The New Orleans Advocate reported that Bouie and other LLBC members walked out of the House chamber after Monday’s vote.

House Bill 71 now moves on to the State Senate. Farthing said she hopes it passes, for history, she says you can’t erase.

“If anybody is offended by the monuments, they should look within themselves,” Farthing said. “Because that’s what you should do. If slavery didn’t happen then the Confederate War didn’t happen. So, therefore, one complements the other.”

State Rep. Ted James, D-Baton Rouge, said he was offended by the lack of seriousness with which many of his white colleagues discussed the bill in the House chamber Monday.

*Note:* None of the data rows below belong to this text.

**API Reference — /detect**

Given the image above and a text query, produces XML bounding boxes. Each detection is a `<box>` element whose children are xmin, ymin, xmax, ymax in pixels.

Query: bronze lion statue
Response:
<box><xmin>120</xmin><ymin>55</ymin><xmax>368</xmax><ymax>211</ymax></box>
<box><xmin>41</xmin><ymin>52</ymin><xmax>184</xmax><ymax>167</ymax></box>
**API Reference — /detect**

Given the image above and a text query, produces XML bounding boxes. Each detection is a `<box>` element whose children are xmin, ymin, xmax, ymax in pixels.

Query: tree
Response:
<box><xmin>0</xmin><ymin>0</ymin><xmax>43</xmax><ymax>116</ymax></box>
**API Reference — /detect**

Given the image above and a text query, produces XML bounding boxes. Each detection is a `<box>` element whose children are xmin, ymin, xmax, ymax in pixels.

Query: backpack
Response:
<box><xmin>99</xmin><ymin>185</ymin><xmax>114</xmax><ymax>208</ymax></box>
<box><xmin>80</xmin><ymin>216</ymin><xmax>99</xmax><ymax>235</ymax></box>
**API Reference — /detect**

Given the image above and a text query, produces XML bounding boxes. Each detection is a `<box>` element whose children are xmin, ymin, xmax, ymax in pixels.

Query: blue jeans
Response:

“To see the humor and hear some of the comments as I was walking across the House floor and see the comments online, it’s extremely personal to me,” James, an LLBC member, said Tuesday. “Sometimes, I don’t even think my colleagues realize how their words affect us.”

Rep. Gary Carter, D-New Orleans, said he struggles to understand why it is difficult for some people to understand why many people are offended by the Confederate monuments.

“I raise my children to believe they can be anything they want to be,” Carter explained. “I don’t want them to grow up in a place where there’s a monument talking about white supremacy. We’re glorifying those who fought for the enslavement of our ancestors. That is personal to me.”

Three Republican House members voted against HB 71, among them Jim Morris (R-Oil City) and House Majority Leader Lance Harris (R-Alexandria).

While the New Orleans City Council voted in December 2015 to take down the Battle of Liberty Place monument and monuments to Confederate President Jefferson Davis and Confederate Generals P.G.T. Beauregard and Robert E. Lee, Take ‘Em Down Nola has identified some 133 monuments, memorials, school names and street names that it would like to see relocated or changed because of times to white supremacy and slavery.

Among them are the statue of U.S. President Andrew Jackson in Jackson Square, which the group tried to forcibly remove last September, a statue of Justice E.D. White near the Louisiana Supreme Court building, a statue of New Orleans founder Sieur de Bienville, the John McDonogh statue in Lafayette Square and street names like Robert E. Lee Blvd., Jefferson Davis Parkway and Tulane Avenue.

Since being taken down on April 24 and May 8 respectively, the two monuments were supposed to have been stored in a city-owned warehouse until a permanent home can be found. But WWL reported after the Beauregard statue had been taken down that the three monuments were being kept in a fenced lot next to a city-owned building where they can be viewed from the street. 

Because of security concerns, the location of the lot has not been exposed but images of the Beauregard monument being kept in what appears to be little more than a junkyard have been circulating on social media.

The Landrieu administration has suggested that they might be better suited for a history museum and Louisiana Lt. Governor Billy Nungesser has expressed an interest in relocating the monuments to various sites across the state. 

At least one group from Biloxi, Miss., Beauvoir, which houses Jefferson Davis’ presidential library, has expressed an interest in acquiring and prominently displaying the four monuments but the City has reportedly not responded to its request.